Я хочу умереть. Хочу свернуться в клубочек и тихо покачиваться. Придется продолжать притворство, раз уж весь чертов магазин пялится на меня. Я зажмуриваюсь и хлопаю ладонями по ковру, словно ищу смысл жизни, а совсем не контактные линзы, которых там нет, потому что с моим зрением все в порядке!
Даже больше: мое зрение просто идеально, что в данном случае упущение, потому что мне не хотелось бы больше смотреть на последствия своих ошибок.
Происходит немыслимое. Я слышу голос Джонатана.
– Может, ваша подруга поднимется ко мне на сцену? Здесь, рядом, будет хорошо видно.
У меня поджимаются пальцы ног.
Я закрываю лицо ладонями. Надеясь, что он меня не узнает, я маскирую голос, говоря на ужасном французском:
– Merci, но non, non, можно и без этого.
Я подглядываю сквозь пальцы и вижу, что он улыбается. И есть на его лице что-то еще… Изумление. Он понял. Боже, он понял, что это я. Я размышляю, не выброситься ли мне из окна, но приземление со второго этажа будет немягким.
– Oui, – говорит Виолетта, хватая меня за руку. – Сейчас спустимся.
Нет! Нет, нееееет!
Меня тащат вниз без моего согласия и усаживают на стул рядом с Джонатаном.
– Спасибо за беспокойство, – говорит Виолетта. – Бедняжка даже руки свои не видит, а они ведь прямо перед ней.
Толпа смягчается, стальные взгляды превращаются в сочувственные.
– Пожалуйста, – говорит Джонатан. – Вам удобно? Могу ли я что-то предложить?
Мантия-невидимка была бы очень кстати.
– Я в порядке, спасибо, – резко говорю я. – Пожалуйста, продолжайте.

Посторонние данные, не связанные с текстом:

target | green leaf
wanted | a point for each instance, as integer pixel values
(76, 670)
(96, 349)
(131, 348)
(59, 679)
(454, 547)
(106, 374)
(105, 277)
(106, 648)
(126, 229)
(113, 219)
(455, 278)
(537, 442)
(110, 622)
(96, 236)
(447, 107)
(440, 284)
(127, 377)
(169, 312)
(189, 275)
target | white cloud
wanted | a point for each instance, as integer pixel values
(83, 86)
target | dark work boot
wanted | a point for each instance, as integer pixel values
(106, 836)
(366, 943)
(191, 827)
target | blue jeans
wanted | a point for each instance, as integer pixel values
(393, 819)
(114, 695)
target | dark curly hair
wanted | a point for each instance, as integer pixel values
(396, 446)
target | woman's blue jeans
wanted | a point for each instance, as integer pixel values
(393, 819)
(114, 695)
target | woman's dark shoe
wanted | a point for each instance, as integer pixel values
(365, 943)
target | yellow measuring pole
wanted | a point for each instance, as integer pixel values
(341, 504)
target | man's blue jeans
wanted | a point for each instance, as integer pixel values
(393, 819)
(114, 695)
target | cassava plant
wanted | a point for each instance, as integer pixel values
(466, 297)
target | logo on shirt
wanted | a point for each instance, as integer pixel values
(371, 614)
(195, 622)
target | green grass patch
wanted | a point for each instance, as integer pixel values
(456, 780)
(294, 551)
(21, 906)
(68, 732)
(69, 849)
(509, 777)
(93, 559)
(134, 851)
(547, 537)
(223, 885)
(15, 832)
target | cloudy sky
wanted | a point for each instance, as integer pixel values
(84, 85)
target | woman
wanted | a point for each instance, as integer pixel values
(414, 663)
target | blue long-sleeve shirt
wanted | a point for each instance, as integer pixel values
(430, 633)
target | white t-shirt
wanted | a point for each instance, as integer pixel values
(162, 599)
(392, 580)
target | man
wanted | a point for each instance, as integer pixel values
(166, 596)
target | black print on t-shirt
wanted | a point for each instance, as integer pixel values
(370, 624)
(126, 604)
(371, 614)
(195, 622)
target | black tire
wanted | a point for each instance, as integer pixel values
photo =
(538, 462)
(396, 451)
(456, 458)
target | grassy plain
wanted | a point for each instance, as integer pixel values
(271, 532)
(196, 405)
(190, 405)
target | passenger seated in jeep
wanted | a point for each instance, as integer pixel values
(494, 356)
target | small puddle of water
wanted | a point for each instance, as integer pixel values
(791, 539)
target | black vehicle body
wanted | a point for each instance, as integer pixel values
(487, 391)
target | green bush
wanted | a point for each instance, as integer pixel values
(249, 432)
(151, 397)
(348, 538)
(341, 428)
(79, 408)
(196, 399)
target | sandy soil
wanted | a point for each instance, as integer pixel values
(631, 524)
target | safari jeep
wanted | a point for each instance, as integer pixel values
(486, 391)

– Мне кажется, мы знакомы? – если никто не слышит в его голосе сарказм, то я уж точно слышу.
– Хотела бы я сказать то же самое, но не могу вас разглядеть.
Я наигранно ощупываю руками пространство перед собой, как будто бы он стоит тут, а не в нескольких шагах.
– Позвольте, – говорит он, придвигаясь ближе и подставляет лицо моим ладоням. Паясничество вышло мне боком.
Я трогаю его лицо и специально-случайно пихаю палец ему в глаз.
– Ай.
– Простите.
– Ничего не припоминаете?
– Совсем.
Он улыбается, на щеках расползается румянец: наверное, от боли. Я же ткнула его в глаз.
– Может, вы приходили ко мне во сне?
Я щурюсь.
– Это реальная жизнь, Джонатан, не книга.
– А нельзя притвориться, что это одно и то же?